The Siena festival - actually more of a seminar - presented evening concerts in medieval squares of this weathered city, in a lush garden with a spectacular view of the Torre del Mangia; and in the Enoteca, an old-brick inside-outside vintage-wine cellar in the Fortezza. There were also cute little concerts on discreet squares in picturesque neighboring villages such as Serre di Rapolano and Buonconvento.
Some 230 students - mostly Italian, all of whom passed auditions - performed in the evenings with and/or supervised by their Italian teachers. The teachers also performed with each other. The Siena Jazz Association maintains a 1000 square meter teaching facility comprised of 20 classrooms, a library and a modern, air-conditioned sound archive with over 20,000 discs and tapes and counting.
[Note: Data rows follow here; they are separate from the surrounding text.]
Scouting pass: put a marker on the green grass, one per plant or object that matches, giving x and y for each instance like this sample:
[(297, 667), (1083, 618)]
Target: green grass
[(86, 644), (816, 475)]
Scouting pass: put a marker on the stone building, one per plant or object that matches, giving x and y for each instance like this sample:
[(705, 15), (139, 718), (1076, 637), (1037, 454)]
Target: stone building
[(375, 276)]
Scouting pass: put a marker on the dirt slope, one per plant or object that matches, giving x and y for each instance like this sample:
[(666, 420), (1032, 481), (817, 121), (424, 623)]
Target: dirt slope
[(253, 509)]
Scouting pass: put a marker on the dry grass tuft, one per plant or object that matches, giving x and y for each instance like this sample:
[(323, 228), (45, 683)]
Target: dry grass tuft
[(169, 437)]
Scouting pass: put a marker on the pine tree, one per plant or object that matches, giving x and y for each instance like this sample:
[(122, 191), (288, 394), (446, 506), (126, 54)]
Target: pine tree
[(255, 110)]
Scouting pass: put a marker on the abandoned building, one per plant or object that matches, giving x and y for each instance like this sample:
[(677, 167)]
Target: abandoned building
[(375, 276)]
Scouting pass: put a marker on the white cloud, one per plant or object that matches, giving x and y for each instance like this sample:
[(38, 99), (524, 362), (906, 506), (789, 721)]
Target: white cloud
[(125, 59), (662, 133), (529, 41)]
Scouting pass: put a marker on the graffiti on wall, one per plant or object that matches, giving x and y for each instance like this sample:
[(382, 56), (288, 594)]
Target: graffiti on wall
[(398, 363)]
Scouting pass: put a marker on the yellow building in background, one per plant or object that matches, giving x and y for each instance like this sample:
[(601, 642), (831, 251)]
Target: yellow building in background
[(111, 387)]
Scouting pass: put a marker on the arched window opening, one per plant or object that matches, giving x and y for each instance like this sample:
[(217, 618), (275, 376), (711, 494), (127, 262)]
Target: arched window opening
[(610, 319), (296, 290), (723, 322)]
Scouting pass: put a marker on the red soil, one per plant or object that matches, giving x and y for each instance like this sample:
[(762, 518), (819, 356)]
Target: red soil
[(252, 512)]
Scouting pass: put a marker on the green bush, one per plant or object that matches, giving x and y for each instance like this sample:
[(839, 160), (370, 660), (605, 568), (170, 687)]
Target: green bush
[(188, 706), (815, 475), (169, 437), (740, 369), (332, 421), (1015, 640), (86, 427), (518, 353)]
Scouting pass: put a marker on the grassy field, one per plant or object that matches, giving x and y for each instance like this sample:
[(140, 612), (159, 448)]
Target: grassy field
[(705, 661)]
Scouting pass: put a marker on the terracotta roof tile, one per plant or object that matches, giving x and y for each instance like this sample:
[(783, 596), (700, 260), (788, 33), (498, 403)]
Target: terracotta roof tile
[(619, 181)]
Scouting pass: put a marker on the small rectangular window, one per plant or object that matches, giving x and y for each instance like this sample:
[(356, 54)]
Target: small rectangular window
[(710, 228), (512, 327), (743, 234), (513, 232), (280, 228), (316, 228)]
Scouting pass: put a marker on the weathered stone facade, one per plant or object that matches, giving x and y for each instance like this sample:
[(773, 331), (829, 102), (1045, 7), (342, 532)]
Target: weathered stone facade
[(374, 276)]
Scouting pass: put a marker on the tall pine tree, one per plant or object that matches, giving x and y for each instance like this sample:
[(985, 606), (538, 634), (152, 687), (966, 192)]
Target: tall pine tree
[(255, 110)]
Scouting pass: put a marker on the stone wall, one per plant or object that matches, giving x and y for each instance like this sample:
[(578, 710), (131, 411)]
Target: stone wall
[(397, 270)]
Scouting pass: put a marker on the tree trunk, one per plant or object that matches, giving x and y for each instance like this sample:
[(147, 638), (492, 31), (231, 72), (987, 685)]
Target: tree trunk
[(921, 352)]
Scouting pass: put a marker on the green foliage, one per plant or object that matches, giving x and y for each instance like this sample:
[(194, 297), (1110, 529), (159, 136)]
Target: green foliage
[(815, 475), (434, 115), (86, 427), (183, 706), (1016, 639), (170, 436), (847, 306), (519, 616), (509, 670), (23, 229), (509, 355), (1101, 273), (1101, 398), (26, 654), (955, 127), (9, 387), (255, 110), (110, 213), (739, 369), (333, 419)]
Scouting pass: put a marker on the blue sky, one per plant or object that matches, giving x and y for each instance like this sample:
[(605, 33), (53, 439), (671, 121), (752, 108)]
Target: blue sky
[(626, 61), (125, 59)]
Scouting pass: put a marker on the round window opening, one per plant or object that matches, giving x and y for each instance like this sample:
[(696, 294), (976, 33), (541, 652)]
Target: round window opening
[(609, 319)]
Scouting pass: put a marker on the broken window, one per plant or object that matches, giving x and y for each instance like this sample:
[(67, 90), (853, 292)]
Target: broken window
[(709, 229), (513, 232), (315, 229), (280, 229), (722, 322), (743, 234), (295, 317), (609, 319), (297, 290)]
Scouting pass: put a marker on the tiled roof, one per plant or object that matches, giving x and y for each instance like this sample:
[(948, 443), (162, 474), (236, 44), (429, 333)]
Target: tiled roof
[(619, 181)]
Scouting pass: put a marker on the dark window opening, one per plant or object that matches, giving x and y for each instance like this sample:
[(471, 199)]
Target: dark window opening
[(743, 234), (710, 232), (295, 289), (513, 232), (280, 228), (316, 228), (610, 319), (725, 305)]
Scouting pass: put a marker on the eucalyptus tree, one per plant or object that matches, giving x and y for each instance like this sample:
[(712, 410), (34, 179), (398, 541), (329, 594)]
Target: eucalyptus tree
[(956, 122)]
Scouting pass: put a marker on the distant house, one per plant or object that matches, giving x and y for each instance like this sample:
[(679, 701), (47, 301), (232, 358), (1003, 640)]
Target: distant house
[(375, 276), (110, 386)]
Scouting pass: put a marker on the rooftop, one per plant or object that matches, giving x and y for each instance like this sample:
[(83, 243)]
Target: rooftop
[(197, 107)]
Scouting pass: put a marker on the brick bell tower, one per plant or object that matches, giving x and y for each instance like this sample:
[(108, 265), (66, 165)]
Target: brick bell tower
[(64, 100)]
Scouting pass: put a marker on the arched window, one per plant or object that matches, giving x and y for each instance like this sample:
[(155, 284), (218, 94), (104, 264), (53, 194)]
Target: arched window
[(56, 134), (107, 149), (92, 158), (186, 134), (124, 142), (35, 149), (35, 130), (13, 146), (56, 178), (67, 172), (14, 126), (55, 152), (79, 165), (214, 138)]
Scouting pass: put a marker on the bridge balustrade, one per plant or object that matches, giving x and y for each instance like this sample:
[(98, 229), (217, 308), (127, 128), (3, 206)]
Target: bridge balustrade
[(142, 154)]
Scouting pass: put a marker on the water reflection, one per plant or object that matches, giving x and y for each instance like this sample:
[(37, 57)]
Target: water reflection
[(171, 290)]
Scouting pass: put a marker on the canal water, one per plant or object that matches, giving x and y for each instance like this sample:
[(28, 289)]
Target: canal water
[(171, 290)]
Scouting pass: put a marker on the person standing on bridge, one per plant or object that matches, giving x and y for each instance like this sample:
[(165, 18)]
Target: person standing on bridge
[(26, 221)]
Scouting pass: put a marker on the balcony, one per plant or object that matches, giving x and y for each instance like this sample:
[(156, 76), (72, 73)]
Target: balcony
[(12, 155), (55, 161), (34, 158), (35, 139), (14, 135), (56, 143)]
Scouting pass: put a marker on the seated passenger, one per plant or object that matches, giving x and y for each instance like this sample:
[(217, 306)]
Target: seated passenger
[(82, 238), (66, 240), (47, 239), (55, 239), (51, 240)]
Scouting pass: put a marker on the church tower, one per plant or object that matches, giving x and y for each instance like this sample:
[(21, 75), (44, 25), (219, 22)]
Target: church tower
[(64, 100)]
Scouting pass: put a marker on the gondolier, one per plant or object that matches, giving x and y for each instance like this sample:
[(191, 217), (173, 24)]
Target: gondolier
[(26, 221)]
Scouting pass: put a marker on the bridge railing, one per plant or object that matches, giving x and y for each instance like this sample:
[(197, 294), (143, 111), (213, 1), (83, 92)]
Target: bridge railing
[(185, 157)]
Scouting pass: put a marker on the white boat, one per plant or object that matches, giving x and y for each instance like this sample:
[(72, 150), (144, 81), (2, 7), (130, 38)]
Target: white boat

Courses included the archive's scholarly curator Francesco Martinelli teaching the history of jazz, and instrumental and group workshops were conducted by masters such as Claudio Fasoli, Giancarlo Schiaffini and Marco Tamburini, who are well known in Italy.
Jazzistically speaking, the larger European countries are like weather maps in their own national newspapers. The soundings are artificially cut off by frontiers. Citizens are not thought to be interested in what happens next door. Germany, France and Britain, for example, each have their own fertile environment, but you are unlikely to hear, or even hear of, their fine players abroad. The peninsula of Italy is more obviously isolated by the Mediterranean Sea and the Alps.
For the past ten years or so, Italy has been arguably the strongest jazz nation in Europe. One continues to discover major players who are almost unknown anywhere else. Saxophonist Fabio Petretti from Bologna, for example, was particularly impressive in the lovely courtyard of the Azienda Agricola in the 18th century hamlet of Montestigliano.
Although jazz is certainly historically American, its most current developments are no longer any one nation's monopoly. (Due to faulty inter-continental communication, this may be read askance by some.) The respected veteran bassist and teacher Furio Di Castri has put it this way: "We absorbed jazz like a secret passion; from records and the radio but also from films by Sidney Lumet, Polanski and Cassavetes, or from books by Kerouac. In this way we formed a 'sound,' an idea of music which did not differentiate Coltrane from Franco D'Andrea, or Mingus from Nunzio Rotondo. Jazz was just one thing. It was 'the thing,' beyond styles, races or nations."
Nevertheless, it has also been said that the students in Siena bond more closely and learn more being instructed in their native language than in the workshop program offered in English by teachers from Boston's Berklee School of Music at the competing, much larger, Umbria Jazz Festival in Perugia. Either way, Italy continues to produce many able young players in an assortment of styles who improvise with sensitivity and emotion as well as book knowledge and chops. It is particularly blessed with subtle, softly hard-swinging post-Jack DeJohnette drummers such as Massimo Manzi, Walter Paoli and Joao Antunes, a 23-year old student from Portugal.
According to Franco Caroni, President of the Siena Jazz Association: "It is not surprising that such persons, after having acquired over 20 years experience at the various courses of Siena, now occupy many of the 'School of Jazz' conservatory teaching posts in various Italian state musical institutes." However, unlike France, there is still no official jazz degree in Italian conservatories, although Martinelli is hopeful that the Siena Symposium will become "the first jazz part of the university system, like some existing colleges focus on social and economic sciences. This process has officially started with [the Symposium's] meeting with the Ministry of Education."
The audiences in Siena were small and knowledgeable; mostly scholars, musicians, students, friends and inquisitive natives. They were respectful, intelligent, enthusiastic listeners and it was a pleasure to be amongst them. Admission was free of charge and there were no policemen in sight, nor need for them. The beverage of choice was water. Delicious prosciutto sandwiches were passed around at midnight.
In general, Tuscan produce is in need of no promotion. The late jazz critic Paul Haines could have been talking about the music as well as the food when he wrote: "In Siena, be sure to save room for the appetizers."